– Мы, господин капитан.
За поджарой фигурой капитана можно различить еще одну – пониже. Это его ординарец Кановас, не столько поживший, сколько пожилой крестьянин, молчаливый и приземистый, неотступно следующий за своим командиром с охотничьим ружьем, которое тот использует как боевое оружие. Рассказывают, что Кановас работал на землях семейства Колль де Рей, был егерем, а когда анархисты забрали отца и двух братьев дона Педро в ЧеКа, чтобы через несколько дней расстрелять, вместе с ним бежал во Францию, а потом, вернувшись на родину, воевал в Лакарском полку до тех пор, пока не был сформирован Монсерратский.

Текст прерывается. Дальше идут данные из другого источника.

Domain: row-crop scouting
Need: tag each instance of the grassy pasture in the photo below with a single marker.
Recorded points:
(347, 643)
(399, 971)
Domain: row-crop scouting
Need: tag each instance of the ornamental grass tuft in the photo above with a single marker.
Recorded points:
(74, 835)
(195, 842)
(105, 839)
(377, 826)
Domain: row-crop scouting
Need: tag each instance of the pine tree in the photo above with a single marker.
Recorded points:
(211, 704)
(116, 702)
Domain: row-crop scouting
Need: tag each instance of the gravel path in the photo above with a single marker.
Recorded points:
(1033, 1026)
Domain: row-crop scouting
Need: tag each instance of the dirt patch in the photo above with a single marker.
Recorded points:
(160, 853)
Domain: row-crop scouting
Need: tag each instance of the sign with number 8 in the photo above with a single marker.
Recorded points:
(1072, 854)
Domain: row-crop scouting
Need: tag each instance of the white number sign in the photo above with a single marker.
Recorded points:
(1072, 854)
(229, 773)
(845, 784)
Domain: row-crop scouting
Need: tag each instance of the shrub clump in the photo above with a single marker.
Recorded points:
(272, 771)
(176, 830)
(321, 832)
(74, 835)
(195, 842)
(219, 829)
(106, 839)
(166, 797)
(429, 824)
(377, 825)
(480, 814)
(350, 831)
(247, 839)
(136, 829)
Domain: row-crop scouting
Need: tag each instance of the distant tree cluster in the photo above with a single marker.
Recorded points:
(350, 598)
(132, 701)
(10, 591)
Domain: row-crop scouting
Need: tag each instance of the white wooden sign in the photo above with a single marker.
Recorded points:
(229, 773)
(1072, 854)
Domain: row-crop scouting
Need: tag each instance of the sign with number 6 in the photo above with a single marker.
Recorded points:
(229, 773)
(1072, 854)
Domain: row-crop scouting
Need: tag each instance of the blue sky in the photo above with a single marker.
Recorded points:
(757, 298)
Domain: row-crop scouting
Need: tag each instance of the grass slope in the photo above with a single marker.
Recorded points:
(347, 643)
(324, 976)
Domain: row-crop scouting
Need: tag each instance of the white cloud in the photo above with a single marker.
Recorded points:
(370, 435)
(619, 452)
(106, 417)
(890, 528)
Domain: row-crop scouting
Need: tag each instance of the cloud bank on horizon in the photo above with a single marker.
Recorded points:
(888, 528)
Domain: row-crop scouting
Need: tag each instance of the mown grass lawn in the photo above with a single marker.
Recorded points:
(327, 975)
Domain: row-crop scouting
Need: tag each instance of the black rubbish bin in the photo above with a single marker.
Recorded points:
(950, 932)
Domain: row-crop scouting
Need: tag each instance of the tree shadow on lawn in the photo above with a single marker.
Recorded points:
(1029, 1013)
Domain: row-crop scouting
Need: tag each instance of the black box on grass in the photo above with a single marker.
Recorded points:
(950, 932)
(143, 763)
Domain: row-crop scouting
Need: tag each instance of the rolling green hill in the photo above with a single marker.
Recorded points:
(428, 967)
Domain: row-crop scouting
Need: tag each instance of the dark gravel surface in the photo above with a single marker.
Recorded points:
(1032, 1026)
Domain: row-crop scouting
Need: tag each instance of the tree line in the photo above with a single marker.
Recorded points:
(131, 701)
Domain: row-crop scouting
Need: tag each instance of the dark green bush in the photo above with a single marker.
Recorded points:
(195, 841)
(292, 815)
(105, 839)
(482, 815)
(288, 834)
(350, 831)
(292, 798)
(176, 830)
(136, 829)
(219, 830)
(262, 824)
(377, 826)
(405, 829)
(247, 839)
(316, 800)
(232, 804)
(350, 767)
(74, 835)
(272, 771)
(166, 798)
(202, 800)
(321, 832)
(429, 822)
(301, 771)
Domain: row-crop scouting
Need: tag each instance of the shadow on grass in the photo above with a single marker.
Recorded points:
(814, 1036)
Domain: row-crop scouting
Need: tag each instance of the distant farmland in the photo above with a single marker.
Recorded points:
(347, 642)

– Там, в Кодо, погиб мой кузен, младший лейтенант Алос… Не знавали его?
– Ну как же, – кивает Ориоль. – Конечно знали, господин капитан. Он пожал нам руки – тем, кто решился вместе с ним вырваться из кольца. У нас тогда оставалось по четыре заряда на винтовку… Ну и штыки, разумеется.
– Последнее, что мы слышали, когда бежали, был его голос, – добавляет Сантакреу. – Он кричал: «Вперед, вперед!» Потом увидели, что он остался позади, френч был весь в крови…
Повисает пауза. Рекете вспоминают, капитан представляет себе эту картину.
– Всегда был смельчаком, – говорит он наконец.
– Истинная правда, господин капитан.
Приглушенный расстоянием артиллерийский залп привлекает их внимание. За темными холмами на востоке мелькают быстрые вспышки.
– Интересно, это наши или Атилано?
«Атилано» – так после сражения при Теруэле националисты стали называть неприятельскую артиллерию, дав ей имя одного республиканского офицера, ведшего особенно меткий и губительный огонь. И теперь каждый раз, как раздаются залпы красных пушек, кто-нибудь непременно вспомнит его и, как правило, прибавит что-нибудь касательно его матери или нравственности его жены. Даже куплеты о нем сложили:
Главный в небесах – Христос,
Черный цыган – на дороге,
А для тех, кто в землю врос, —
Атилано, гад двурогий.
– Наши, конечно, – говорит капитан. – Два дня назад они нас застали врасплох и потеснили, но мы контратакуем.
– Мы? – решается спросить Ориоль. – Наш Монсерратский тоже?
Колль де Рей отвечает не сразу, сначала взвесив, стоит ли. Однако двое парней, стоящих перед ним, были под Кодо. А потому даже он – суровый и непреклонный ревнитель дисциплины и субординации – готов сделать для них исключение.
– Весь остальной полк уже там или вот-вот будет, – говорит он наконец. – Мы должны были присоединиться к нему, да от нас потребовалось кое-что другое.
И останавливается на этом месте, не входя в подробности, а Форкес думает, что едва ли остальной полк будет завидовать их везению. Если ударную роту – элитное подразделение – не сразу вводят в дело, значит для него – или из него – сготовят что-нибудь особенное. Опыт – мать интуиции.